Il canale principale di approvvigionamento era collocato nei Paesi Bassi, mentre la gestione dei contatti e degli accordi per l’invio dello stupefacente in Italia era affidata al capo del sodalizio, identificato dagli investigatori. L’importazione avveniva attraverso corrieri ovulatori, definiti “body packer”, che ingerivano ovuli di droga e attraversavano la frontiera di Ventimiglia via treni passeggeri provenienti dalla Francia. Ogni corriere trasportava circa un chilogrammo di sostanza, suddiviso in ovuli termosaldati da circa 11 grammi, ciascuno contrassegnato con una sigla identificativa dell’acquirente finale, elemento cruciale per ricostruire la rete locale di distribuzione.
L’organizzazione si articolava su più livelli e ruoli chiaramente definiti: un fornitore con base nei Paesi Bassi incaricato dell’approvvigionamento, un promotore in Italia responsabile della direzione operativa, una rete di corrieri per il trasporto fisico della droga e un gruppo di distributori locali incaricato di confezionamento e vendita al dettaglio.
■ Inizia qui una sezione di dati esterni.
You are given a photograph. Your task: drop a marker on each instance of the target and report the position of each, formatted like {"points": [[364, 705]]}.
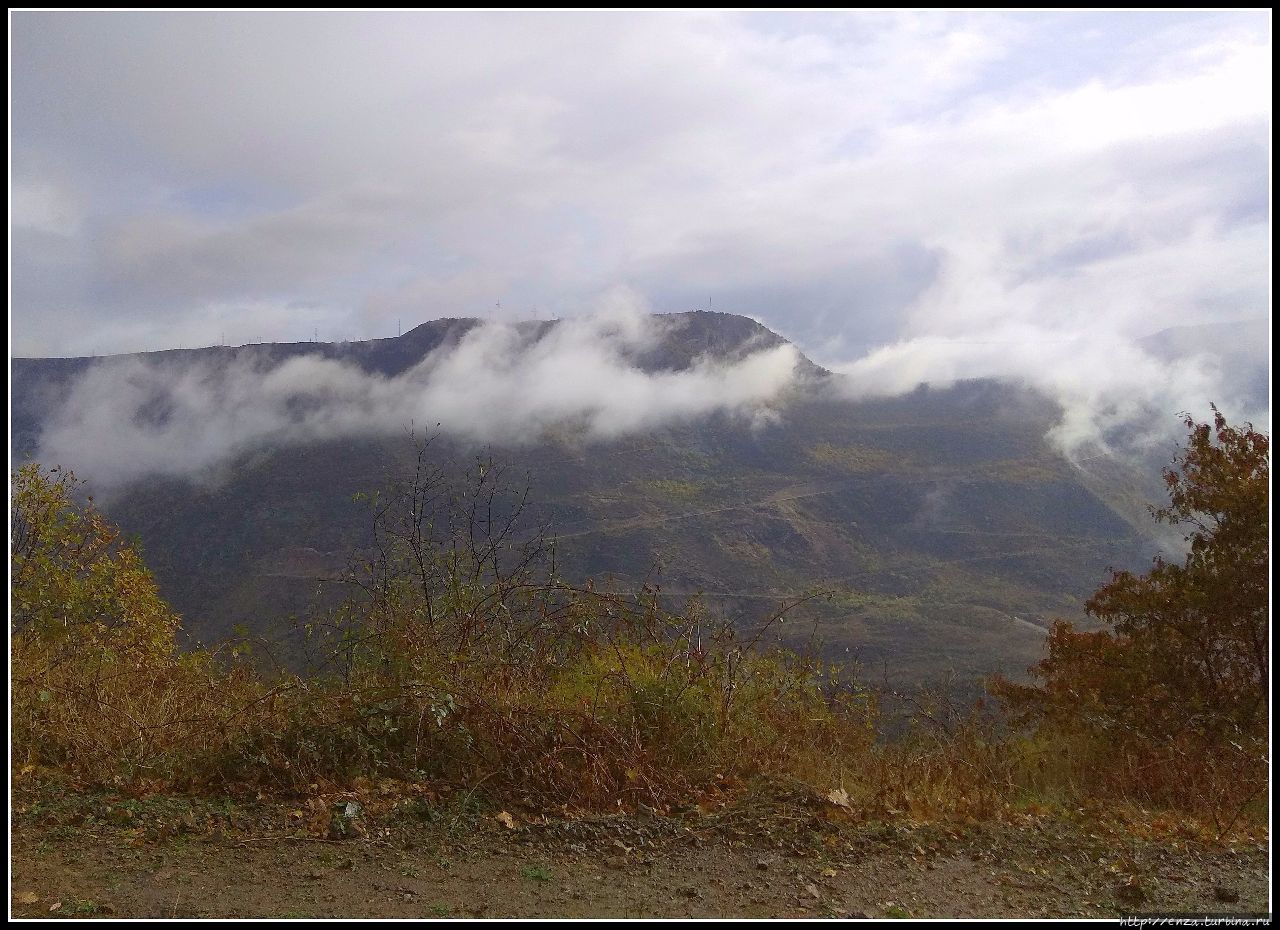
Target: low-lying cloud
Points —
{"points": [[135, 416]]}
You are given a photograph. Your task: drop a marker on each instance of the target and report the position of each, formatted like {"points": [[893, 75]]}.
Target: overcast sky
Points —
{"points": [[872, 186]]}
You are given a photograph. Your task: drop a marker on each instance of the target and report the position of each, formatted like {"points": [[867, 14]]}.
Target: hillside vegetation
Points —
{"points": [[462, 656], [947, 523]]}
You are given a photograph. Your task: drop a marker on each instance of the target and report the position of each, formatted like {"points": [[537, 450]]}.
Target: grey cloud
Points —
{"points": [[887, 188]]}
Le indagini hanno permesso di documentare numerosi episodi significativi. Nell’aprile 2025, una donna di 34 anni è stata arrestata alla stazione ferroviaria di Padova con 1,1 chilogrammi di cocaina nascosti nel reggiseno, suddivisi in 110 ovuli, dopo essere giunta dalla Francia. Nel settembre 2024, a Camponogara, i Carabinieri hanno sequestrato 46 ovuli di cocaina (circa 500 grammi) che erano stati gettati nello scarico nel tentativo di eludere i controlli. Nello stesso mese, a Vicenza, un corriere di 35 anni è stato fermato con 20 ovuli, due nascosti nel borsello e diciotto ingeriti, poi recuperati in ambiente ospedaliero.
L’attività investigativa ha anche consentito di decodificare il linguaggio criptico utilizzato dai membri del sodalizio: “TOP” indicava la cocaina, “SPA” l’eroina, “Pantaloncino” le dosi da cinque grammi e “Fogli di caramelle” il denaro contante. Il sequestro di quaderni contabili ha documentato incassi giornalieri e movimenti di denaro riconducibili a un ingente giro d’affari, con bonifici internazionali verso conti nigeriani per decine di migliaia di euro.
Il G.I.P. del Tribunale di Venezia ha disposto la custodia cautelare in carcere per tutti i venti indagati, sottolineando la “pericolosa professionalità” del gruppo e il concreto rischio di fuga, considerati anche i precedenti specifici di alcuni membri dell’organizzazione.
L’esecuzione delle misure restrittive e delle perquisizioni è stata supportata da rinforzi provenienti da tutti i Comandi Provinciali del Veneto, dai Reparti Mobili e Speciali dell’Arma, dalle Unità Cinofile Antidroga e dal Nucleo Elicotteri Carabinieri, che hanno garantito la copertura aerea delle operazioni.
L’operazione, denominata “Marshall”, rappresenta un risultato significativo nella lotta contro il narcotraffico internazionale e le organizzazioni criminali transnazionali, confermando l’impegno costante dell’Arma dei Carabinieri nel presidio del territorio e nella tutela della collettività.